With this approach our model reaches a validation accuracy of around 88% (note the model is overfitting, training accuracy is significantly higher).

#### Evaluate the model
And let's see how the model performs. Two values will be returned. Loss (a number which represents our error, lower values are better), and accuracy.

In [None]:
results = model.evaluate()

print(results)

This fairly naive approach achieves an accuracy of about 87%. With more advanced approaches, the model should get closer to 95%.

#### Plotting network performance trend

In [None]:
history_dict = model_history.history
history_dict.keys()

In [None]:
history_dict = model_history.history

acc = history_dict['accuracy']
val_acc = history_dict['val_accuracy']
loss = history_dict['loss']
val_loss = history_dict['val_loss']

epochs = range(1, len(acc) + 1)

plt.figure(figsize=(12,9))
plt.plot(epochs, loss, 'bo', label='Training loss')
plt.plot(epochs, val_loss, 'b', label='Validation loss')
plt.title('Training and validation loss')
plt.xlabel('Epochs')
plt.ylabel('Loss')
plt.legend()
plt.show()

plt.figure(figsize=(12,9))
plt.plot(epochs, acc, 'bo', label='Training acc')
plt.plot(epochs, val_acc, 'b', label='Validation acc')
plt.title('Training and validation accuracy')
plt.xlabel('Epochs')
plt.ylabel('Accuracy')
plt.legend(loc='lower right')
plt.ylim((0.5,1))
plt.show()

In this plot, the dots represent the training loss and accuracy, and the solid lines are the validation loss and accuracy.

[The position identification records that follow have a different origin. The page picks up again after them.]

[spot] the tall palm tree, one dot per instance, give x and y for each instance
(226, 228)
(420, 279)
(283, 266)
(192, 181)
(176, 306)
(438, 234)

Notice the training loss decreases with each epoch and the training accuracy increases with each epoch. This is expected when using a gradient descent optimization—it should minimize the desired quantity on every iteration.

This isn't the case for the validation loss and accuracy—they seem to peak after about twenty epochs. **This is an example of _overfitting_: the model performs better on the training data than it does on data it has never seen before.** After this point, the model over-optimizes and learns representations specific to the training data that do not generalize to test data.

For this particular case, we could prevent overfitting by simply stopping the training after twenty or so epochs. Later, you'll see how to do this automatically with a callback.